We were very keen to see the view over the Southern Patagonian Icecap so hoped the weather would hold for a few more days. We had also hoped for a rest day but the forecast was for 2 more good days before things deteriorated in a big way so we just had the one night in El Chalten and headed off first thing.
Cutting the 7hr hike to the camp down to 4hrs we decided to keep going up valley and getting the infamouse river crossing done if we could. We had heard many stories of raging glacial torrents, waist deep and floating iceblocks, and bracing against fierce down river winds. along with the need to cross at 4am in the morning. Well we crossed at 1pm, maybe knee deep and with NZ river crossing skills managed to just get our knees wet. Pays not to listen too much to stories. Having said that, the crossing does take a few people down thru bad timing and crossing in the wrong place on their own.
We decided to make a dash (slowly) for the pass and try and camp up there. By 5.30 we had made the interesting journey up the valley, over the glacier snout, thru steep bluffy terrain and up the final steep scree slope. The journey was possible reminiscent of travel thru the larger glaciated NZ valleys in Victorian times -with glacier snouts to cross as you made your way up valley.Glacial recession is certainly evident here but with degrees of latitude south to slow it down.
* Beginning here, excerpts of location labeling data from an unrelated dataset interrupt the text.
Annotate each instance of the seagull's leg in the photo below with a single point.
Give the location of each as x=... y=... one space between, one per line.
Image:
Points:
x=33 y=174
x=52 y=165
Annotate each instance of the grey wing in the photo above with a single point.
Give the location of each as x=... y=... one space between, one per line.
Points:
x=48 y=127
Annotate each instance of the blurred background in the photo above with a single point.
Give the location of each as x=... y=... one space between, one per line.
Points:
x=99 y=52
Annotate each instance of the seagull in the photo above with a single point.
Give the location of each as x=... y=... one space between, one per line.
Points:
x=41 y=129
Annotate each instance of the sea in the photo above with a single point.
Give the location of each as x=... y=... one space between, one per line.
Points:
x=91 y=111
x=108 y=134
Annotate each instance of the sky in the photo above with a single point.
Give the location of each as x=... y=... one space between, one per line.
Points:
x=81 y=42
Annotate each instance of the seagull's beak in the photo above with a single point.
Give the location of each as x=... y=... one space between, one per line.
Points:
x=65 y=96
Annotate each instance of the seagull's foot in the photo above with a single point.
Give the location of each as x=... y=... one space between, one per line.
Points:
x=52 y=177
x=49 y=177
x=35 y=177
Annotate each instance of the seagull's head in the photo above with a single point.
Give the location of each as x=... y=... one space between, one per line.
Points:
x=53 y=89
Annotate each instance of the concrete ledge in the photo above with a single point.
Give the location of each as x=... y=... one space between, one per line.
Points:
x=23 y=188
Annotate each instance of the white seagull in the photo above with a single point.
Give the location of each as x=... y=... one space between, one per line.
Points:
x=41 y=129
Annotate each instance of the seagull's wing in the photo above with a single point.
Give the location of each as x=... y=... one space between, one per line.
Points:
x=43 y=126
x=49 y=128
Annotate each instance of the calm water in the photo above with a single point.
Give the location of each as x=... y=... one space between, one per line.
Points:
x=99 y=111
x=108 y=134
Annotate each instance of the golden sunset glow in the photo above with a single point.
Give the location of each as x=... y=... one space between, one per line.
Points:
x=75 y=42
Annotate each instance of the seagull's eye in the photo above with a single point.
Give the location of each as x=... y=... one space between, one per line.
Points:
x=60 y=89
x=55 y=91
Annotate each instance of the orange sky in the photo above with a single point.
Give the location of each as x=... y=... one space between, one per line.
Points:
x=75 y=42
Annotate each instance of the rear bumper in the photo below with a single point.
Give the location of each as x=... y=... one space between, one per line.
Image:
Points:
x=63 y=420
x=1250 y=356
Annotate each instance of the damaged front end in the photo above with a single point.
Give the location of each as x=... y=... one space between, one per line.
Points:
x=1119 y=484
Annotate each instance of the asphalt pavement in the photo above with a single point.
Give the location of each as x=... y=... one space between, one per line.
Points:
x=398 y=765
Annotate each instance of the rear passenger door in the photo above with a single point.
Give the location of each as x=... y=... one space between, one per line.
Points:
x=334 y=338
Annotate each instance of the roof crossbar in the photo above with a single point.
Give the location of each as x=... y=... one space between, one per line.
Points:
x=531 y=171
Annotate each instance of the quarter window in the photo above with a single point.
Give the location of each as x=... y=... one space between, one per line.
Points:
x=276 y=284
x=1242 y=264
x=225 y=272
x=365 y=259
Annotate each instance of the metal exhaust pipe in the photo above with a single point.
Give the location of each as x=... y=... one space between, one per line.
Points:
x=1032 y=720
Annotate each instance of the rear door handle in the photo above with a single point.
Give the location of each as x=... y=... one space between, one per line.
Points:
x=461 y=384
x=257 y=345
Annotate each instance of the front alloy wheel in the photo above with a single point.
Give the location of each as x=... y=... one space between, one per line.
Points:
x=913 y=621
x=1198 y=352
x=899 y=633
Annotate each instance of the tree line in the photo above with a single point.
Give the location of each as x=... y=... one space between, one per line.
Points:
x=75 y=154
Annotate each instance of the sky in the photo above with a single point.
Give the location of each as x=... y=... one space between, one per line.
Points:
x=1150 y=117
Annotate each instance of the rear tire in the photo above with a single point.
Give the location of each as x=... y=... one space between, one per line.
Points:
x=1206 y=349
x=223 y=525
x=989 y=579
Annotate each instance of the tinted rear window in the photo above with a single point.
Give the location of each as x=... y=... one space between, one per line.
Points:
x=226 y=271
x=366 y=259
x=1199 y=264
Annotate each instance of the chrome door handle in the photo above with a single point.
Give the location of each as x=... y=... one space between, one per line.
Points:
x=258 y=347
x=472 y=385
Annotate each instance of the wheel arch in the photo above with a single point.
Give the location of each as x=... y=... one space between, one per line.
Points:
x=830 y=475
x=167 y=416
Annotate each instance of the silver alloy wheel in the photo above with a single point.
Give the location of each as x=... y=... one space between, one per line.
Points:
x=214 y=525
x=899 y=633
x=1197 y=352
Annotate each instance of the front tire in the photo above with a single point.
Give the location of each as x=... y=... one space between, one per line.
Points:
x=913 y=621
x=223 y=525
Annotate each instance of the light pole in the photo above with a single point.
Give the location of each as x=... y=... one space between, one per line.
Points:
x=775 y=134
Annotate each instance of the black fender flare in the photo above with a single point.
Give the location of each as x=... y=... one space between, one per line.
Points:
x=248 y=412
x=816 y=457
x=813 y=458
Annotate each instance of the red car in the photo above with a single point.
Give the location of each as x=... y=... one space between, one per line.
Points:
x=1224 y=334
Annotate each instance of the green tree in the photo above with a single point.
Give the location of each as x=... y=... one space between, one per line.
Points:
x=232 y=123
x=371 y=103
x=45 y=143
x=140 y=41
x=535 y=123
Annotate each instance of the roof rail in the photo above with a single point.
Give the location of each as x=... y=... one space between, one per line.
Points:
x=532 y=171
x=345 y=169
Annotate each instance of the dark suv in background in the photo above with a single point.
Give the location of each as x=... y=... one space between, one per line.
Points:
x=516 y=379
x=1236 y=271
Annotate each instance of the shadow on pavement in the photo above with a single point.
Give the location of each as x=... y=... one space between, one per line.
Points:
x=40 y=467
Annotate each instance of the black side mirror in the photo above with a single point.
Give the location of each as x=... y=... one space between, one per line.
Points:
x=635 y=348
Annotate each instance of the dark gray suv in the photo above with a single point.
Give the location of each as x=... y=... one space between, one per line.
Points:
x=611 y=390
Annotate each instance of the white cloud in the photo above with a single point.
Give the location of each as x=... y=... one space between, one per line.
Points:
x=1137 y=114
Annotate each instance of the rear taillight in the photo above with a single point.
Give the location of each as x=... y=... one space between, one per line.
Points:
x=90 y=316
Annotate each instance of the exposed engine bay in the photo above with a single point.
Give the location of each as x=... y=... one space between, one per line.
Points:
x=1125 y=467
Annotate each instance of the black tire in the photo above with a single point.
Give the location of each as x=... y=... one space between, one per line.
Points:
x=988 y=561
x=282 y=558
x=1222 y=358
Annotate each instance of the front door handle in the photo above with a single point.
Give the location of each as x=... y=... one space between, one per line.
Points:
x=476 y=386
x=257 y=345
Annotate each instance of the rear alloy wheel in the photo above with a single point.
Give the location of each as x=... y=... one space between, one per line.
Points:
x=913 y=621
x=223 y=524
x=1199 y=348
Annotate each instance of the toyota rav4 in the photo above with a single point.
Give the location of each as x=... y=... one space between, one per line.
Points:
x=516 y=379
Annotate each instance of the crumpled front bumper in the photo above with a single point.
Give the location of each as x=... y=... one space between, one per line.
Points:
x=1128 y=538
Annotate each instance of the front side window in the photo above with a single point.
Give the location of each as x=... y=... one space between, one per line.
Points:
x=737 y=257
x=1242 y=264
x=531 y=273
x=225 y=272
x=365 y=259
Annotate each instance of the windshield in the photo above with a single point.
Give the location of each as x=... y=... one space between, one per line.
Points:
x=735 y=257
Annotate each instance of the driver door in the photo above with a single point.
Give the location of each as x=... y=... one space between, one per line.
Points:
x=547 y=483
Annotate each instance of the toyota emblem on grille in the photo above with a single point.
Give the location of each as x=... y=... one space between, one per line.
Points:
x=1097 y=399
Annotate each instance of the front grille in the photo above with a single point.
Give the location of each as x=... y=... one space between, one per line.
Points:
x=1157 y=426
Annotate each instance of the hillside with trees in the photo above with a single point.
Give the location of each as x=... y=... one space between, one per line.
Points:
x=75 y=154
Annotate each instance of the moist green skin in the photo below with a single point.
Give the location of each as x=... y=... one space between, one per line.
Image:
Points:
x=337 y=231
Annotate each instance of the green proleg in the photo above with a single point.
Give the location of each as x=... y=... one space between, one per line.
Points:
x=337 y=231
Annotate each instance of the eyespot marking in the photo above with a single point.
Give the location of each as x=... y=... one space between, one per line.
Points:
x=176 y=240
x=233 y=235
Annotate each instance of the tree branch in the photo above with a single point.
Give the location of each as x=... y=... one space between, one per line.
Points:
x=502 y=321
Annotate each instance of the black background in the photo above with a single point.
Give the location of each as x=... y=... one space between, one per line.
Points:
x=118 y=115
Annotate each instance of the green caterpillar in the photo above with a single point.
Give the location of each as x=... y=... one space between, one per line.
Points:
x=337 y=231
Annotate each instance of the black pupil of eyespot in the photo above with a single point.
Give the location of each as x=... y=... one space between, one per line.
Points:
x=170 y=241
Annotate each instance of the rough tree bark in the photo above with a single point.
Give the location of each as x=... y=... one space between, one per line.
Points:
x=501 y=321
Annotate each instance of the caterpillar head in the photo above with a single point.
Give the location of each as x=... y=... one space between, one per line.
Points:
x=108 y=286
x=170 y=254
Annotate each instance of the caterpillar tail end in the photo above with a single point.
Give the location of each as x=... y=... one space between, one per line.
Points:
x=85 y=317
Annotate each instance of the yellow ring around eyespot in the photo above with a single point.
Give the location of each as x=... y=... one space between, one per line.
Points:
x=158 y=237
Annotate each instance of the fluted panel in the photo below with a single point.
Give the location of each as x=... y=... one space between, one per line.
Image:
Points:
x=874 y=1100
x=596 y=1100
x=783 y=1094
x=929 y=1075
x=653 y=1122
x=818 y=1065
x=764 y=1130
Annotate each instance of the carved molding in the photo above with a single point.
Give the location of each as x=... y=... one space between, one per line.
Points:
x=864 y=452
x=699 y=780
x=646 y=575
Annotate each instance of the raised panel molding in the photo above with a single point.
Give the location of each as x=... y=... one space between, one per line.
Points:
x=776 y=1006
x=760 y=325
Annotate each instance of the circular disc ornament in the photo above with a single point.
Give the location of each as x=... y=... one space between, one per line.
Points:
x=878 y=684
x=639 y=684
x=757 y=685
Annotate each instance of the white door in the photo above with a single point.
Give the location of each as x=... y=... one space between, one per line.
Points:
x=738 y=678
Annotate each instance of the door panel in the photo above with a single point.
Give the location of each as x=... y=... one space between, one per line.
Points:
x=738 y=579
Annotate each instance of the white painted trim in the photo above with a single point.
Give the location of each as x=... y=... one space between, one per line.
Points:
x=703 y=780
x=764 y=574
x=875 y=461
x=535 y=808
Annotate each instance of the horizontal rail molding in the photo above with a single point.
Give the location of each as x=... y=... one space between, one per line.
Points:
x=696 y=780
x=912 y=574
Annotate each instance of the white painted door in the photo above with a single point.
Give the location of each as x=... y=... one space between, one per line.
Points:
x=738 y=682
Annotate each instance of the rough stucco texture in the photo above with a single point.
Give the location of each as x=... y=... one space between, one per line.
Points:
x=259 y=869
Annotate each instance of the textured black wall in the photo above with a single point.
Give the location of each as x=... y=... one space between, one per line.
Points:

The pass was very special – the views over the ice fields fantastic and as you will see in the photos the sunrise sublime. We suspect it is a rare day that you can get the reflections we did at Paseo Del Viento – Pass of the wind.
We backtracked the next day and had a high camp on the walk out. The freight trains of wind hit us at 5am so we opted for an early start rather than the possible need for new tent poles. Finally we get to see some real Patagonian weather!